Wer das KATAPULT Magazin und seinen Geschäftsführer Benjamin Fredrich kennt, weiß, dass sie nicht nur Medien machen, sondern auch politisch aktiv sind. Beim Playboy ist das eher nicht der Fall. Doch das scheint sich jetzt zu ändern. KATAPULT hat KATAPULT Thüringen gegründet, um im Bundesland gegen den Rechtsruck vorzugehen – und ist dabei eine überraschende Kooperation mit dem Playboy eingegangen. Was steckt hinter dieser ungewöhnlichen Allianz – und wer ist KATAPULT Thüringen?

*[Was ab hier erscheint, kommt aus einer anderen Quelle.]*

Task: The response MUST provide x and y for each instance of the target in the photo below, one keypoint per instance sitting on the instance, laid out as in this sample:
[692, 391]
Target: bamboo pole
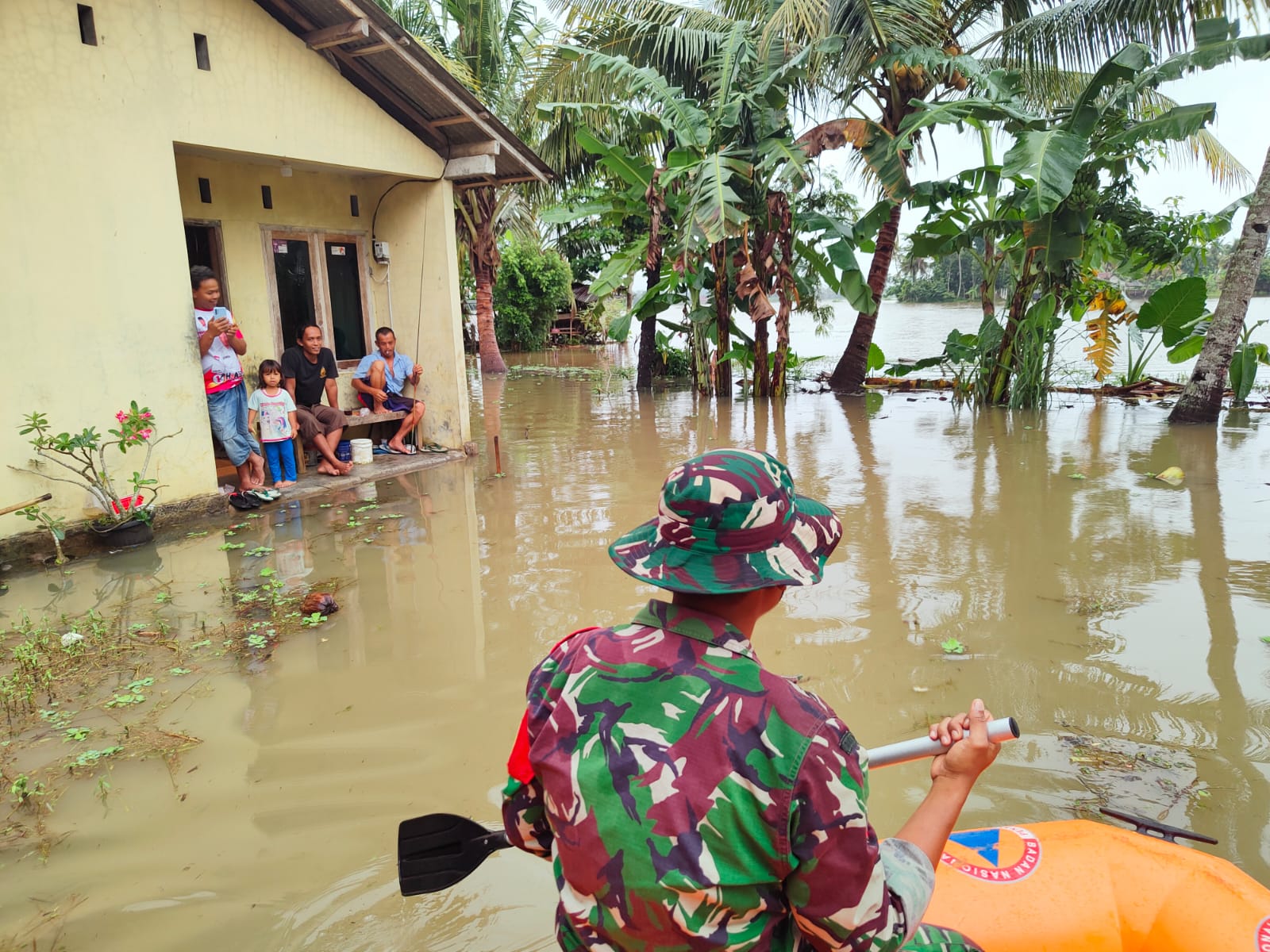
[23, 505]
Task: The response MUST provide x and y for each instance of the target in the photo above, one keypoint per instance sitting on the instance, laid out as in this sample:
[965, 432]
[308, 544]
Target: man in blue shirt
[379, 380]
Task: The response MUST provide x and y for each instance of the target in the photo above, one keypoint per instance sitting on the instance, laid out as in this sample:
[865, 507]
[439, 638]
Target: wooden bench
[356, 420]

Die Mittagshitze drückt auf den Bahnhofsvorplatz in Erfurt. Auf den ersten Blick wirkt alles unscheinbar. Dass man sich in einer Hochburg der AfD befindet, fällt nicht sofort ins Auge. Um Punkt 16 Uhr rollt ein Transporter auf den Platz. Die Türen öffnen sich, und KATAPULT-Fahnen werden aufgestellt. Schnell bildet sich eine Schlange vor dem Auto. Benjamin Fredrich, Geschäftsführer von KATAPULT, tritt vor die Menge und ruft: „Wir verteilen jetzt die Zeitungen. Es wäre großartig, wenn diejenigen, die es nicht eilig haben, bis zum Ende bleiben könnten, damit wir noch ein gemeinsames Foto machen können. Vielen Dank, dass ihr so zahlreich erschienen seid.“ Kurz darauf beginnt er, Beutel mit dem Thüringer Löwen, der an einem Eis – dem KATAPULT Logo – schleckt, an die Wartenden zu verteilen. Darin die Erstausgabe von KATAPULT Thüringen.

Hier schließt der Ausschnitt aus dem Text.